Quote Originally Posted by Louis VI the Fat View Post
Rhy, I understand America has its own traditions. There's no point in projecting a different history on it.

Still America's history is not one of Protestant fundamentalism. Even if one understands that the religious element is a constant in American history, one can still see that religious fundamentalism has encroached upon the state and the public sphere in the past century. America's political and constitutional history are being rewritten by fundamentalist blogs, scientists, lawyers. It is all quite dismaying. Political and legal science are under attack from fundamentalists just as much as biology.
As I said I don't deny it, America is not a theocracy, and never had been. Indeed, there are some of a fundamentalist persuasion that seem to think being a theocracy is an American value, and they are wrong.

But... to exlude religion from the political sphere completely (a la laicite) is not, and never has been, the American way of doing things. Certainly, religious institutions/values are in no way institutionalised into the political system. That would make the US a theocracy.
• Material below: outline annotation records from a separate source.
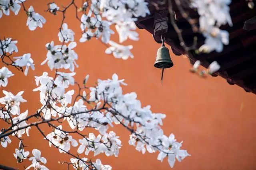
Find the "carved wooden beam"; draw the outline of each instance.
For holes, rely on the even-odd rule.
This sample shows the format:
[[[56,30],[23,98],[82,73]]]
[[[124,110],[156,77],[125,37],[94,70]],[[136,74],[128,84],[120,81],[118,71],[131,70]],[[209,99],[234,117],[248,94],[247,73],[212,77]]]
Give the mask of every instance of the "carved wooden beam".
[[[256,29],[256,16],[246,21],[244,25],[244,29],[250,31]]]

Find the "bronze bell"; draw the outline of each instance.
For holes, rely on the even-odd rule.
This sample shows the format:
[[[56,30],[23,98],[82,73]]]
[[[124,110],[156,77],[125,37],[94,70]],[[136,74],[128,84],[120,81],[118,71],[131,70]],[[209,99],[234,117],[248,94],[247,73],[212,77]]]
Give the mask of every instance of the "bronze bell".
[[[162,39],[162,36],[161,38],[162,43],[162,47],[157,50],[156,59],[156,61],[155,61],[154,66],[157,68],[162,69],[161,82],[162,86],[164,70],[164,68],[172,67],[173,66],[173,63],[171,59],[169,49],[164,46],[164,38]]]
[[[169,49],[164,45],[162,45],[157,50],[156,59],[154,66],[158,68],[167,68],[173,66]]]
But for the ordinary voter to allow his religious beliefs to influence his political views does not mean he is a theocrat. To deny him the right to do this is to deny his liberty of conscience. And yet this is what laicite and the New Atheists demand - that people keep their political and religious views seperate.

Of course, fundamentally, the very idea of singling out religious beliefs, based on the fact that they are rooted in a belief in a deity, is pretty arbitrary. So if I want to ban abortion because of my secular humanist values, thats OK. But if I want to do it because of my religious values... no, laicite!